On peut dire qu’au Cameroun, l’observation du fonctionnement de l’État à l’heure actuelle, ressemble bien à un

fonctionnement « acéphal » de de l’État. Depuis un certain temps, le pays fonctionne sur « pilotage automatique », dit-on. Le pays semble s’autogouverner. On peut dire qu’on y est arrivé à une « administration des choses » d’un autre genre et , certainement plus dans le sens positif que lui donnent les marxistes. Le chef de l’État est absent depuis longtemps.
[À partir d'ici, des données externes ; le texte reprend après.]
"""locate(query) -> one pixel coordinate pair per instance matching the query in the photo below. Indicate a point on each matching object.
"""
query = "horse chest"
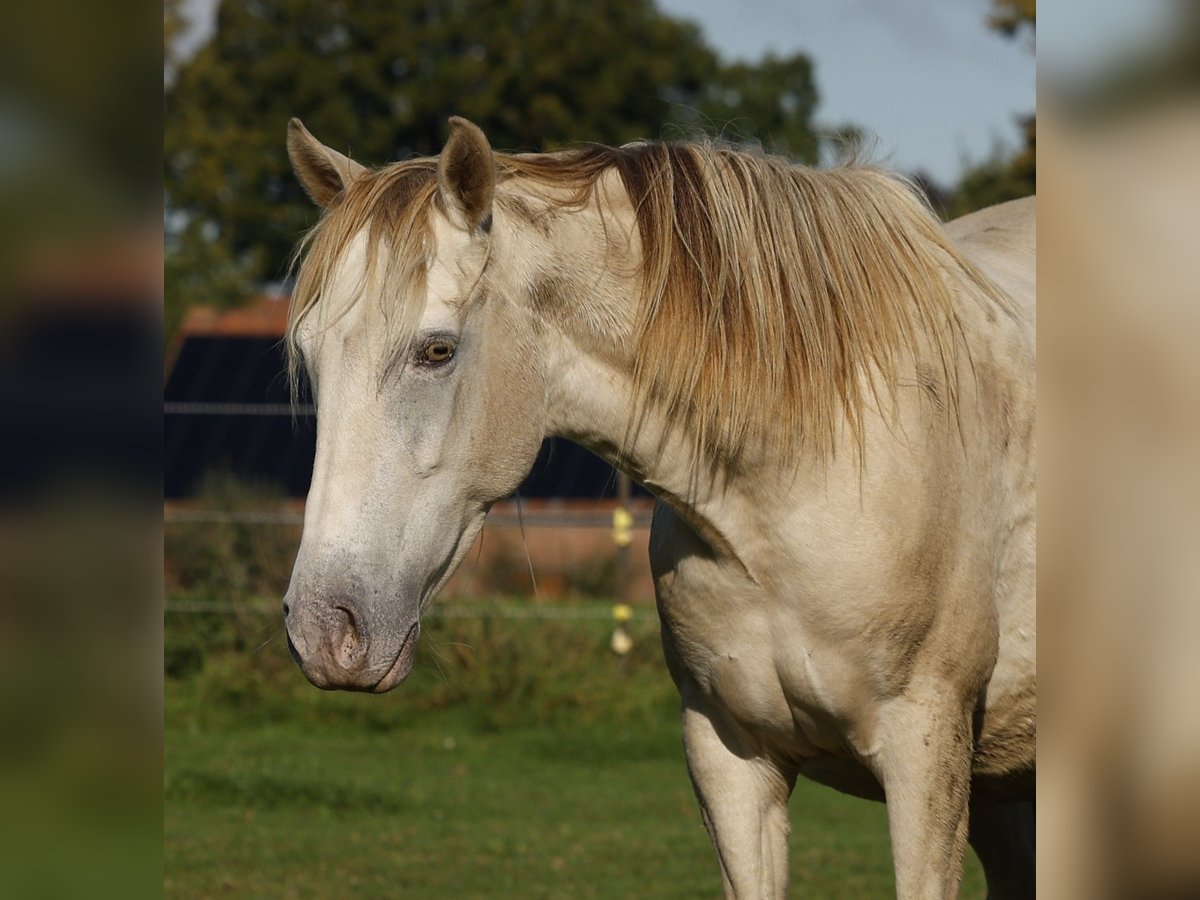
(729, 641)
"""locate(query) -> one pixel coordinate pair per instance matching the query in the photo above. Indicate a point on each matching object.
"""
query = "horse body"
(862, 616)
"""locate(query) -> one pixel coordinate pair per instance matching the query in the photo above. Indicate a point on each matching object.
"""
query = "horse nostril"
(349, 640)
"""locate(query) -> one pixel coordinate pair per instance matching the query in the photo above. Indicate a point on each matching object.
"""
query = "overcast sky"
(927, 78)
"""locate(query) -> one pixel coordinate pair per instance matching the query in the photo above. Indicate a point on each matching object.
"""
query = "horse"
(831, 395)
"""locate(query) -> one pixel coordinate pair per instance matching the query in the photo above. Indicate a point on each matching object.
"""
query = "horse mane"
(773, 294)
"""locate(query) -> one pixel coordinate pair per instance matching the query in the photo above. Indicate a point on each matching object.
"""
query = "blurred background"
(141, 643)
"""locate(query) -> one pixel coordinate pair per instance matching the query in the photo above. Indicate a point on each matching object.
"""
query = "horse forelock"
(774, 298)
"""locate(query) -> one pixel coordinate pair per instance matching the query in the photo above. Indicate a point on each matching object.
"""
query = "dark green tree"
(1001, 178)
(378, 79)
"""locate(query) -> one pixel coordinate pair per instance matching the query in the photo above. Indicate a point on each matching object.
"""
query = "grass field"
(519, 761)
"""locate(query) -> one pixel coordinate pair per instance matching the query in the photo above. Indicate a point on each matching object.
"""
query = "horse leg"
(924, 765)
(743, 799)
(1002, 837)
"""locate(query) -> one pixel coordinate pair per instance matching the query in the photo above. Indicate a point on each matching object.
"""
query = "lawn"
(520, 761)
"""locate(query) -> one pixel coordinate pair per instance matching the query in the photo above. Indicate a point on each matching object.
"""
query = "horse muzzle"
(339, 647)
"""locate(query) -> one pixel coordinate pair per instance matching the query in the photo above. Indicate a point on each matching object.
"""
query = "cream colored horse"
(831, 396)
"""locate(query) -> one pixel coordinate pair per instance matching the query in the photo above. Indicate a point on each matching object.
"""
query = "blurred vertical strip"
(81, 373)
(1120, 421)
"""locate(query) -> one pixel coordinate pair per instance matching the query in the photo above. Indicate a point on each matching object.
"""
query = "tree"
(379, 78)
(1000, 179)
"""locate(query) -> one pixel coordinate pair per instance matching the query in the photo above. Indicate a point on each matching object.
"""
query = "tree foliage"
(1002, 178)
(378, 79)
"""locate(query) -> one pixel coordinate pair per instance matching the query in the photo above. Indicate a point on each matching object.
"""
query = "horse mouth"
(403, 663)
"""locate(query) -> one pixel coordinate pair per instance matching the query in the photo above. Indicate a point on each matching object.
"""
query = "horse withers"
(831, 395)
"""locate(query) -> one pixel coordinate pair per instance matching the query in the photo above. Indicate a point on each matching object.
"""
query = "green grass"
(519, 761)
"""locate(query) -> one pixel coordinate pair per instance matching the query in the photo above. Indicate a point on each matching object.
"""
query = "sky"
(933, 88)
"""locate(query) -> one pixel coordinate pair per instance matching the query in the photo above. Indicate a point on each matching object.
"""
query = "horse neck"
(591, 396)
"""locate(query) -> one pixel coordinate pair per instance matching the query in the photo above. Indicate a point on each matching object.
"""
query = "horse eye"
(437, 352)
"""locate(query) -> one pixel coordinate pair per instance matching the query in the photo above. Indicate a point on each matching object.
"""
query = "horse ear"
(324, 173)
(467, 175)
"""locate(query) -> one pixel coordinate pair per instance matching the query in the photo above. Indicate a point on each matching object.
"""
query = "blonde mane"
(772, 294)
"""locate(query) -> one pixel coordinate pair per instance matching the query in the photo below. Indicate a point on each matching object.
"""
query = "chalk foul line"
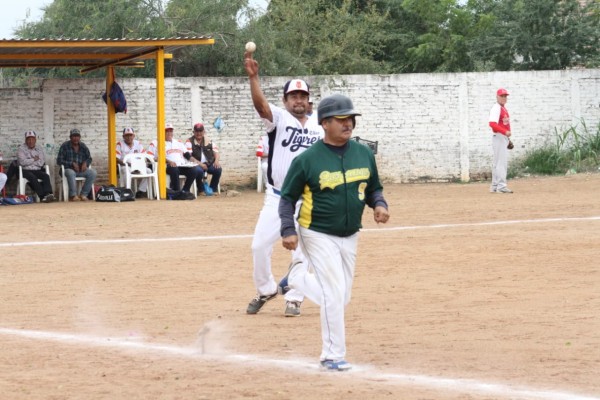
(367, 373)
(247, 236)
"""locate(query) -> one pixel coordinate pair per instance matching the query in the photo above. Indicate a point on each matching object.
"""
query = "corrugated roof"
(88, 53)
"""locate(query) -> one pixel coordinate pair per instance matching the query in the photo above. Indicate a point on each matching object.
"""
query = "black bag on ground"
(179, 195)
(112, 194)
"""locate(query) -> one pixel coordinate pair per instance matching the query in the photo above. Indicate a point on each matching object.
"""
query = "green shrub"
(576, 148)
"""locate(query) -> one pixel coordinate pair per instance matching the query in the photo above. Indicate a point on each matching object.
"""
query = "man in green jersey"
(335, 178)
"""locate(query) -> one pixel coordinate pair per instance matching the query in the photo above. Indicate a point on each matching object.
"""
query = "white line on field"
(225, 237)
(364, 372)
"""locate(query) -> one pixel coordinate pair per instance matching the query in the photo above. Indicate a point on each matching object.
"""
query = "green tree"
(216, 18)
(306, 37)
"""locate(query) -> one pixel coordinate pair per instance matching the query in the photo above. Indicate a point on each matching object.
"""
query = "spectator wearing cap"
(32, 160)
(204, 153)
(129, 145)
(176, 162)
(75, 156)
(499, 121)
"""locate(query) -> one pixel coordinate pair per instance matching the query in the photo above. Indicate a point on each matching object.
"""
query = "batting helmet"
(336, 105)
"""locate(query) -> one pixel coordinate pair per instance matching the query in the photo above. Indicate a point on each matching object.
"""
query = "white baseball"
(250, 47)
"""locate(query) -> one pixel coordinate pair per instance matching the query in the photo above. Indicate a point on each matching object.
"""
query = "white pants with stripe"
(329, 285)
(500, 166)
(267, 234)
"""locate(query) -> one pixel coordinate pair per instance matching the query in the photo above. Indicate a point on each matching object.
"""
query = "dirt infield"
(462, 295)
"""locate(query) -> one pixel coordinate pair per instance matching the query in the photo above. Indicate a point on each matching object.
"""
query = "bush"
(575, 149)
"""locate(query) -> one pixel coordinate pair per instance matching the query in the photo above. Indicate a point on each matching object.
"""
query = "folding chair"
(136, 167)
(63, 195)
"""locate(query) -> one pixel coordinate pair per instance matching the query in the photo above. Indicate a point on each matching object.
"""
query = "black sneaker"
(292, 308)
(259, 301)
(49, 198)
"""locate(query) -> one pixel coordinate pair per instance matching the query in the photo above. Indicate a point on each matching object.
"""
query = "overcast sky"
(14, 12)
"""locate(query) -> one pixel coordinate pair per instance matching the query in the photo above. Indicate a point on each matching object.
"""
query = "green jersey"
(334, 188)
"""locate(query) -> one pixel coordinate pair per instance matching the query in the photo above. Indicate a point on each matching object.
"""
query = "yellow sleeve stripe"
(305, 215)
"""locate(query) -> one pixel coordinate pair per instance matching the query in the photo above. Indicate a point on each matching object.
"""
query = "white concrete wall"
(430, 127)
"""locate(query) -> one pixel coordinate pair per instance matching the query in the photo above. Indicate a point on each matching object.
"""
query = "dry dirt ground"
(462, 295)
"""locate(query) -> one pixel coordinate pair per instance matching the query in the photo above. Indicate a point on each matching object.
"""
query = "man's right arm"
(261, 104)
Le gouvernement n’y est plus une institution collégiale, mais un groupe d’individus fonctionnant chacun presque selon son bon vouloir et pour la défense et la protection des intérêts souvent personnels et privés. Le chef de l’État étant invisible et « silencieux », le premier ministre étant faible et sans autorité sur les autres ministres, le délégataire permanent de la signature présidentiel étant anticonstitutionnel, les institutions politiques supérieure étant dans l’attentisme des ordres du chef de l’État qui ne viennent plus etc…. On est face à un fonctionnement atypique et opaque des institutions gouvernementales et politiques.

En fait, le pays n’est pas mal gouverné, il n’est presque pas gouverné du tout. La perception que le commun des mortels en a, c’est que le pays se gouverne lui-même, sans autorité qui coordonne le gouvernement et en assure la dirigeance. On est au bord du chaos et de l’anarchie. C’est à juste raison qu’observant le fonctionnement quotidien des institutions et du système politiques au Cameroun, un commentateur amateur de la vie politique (dont je n’ai pas retenu le nom), a décrit la situation ambiante comme relevant non pas de la mal gouvernance, mais plutôt de la « non gouvernance ».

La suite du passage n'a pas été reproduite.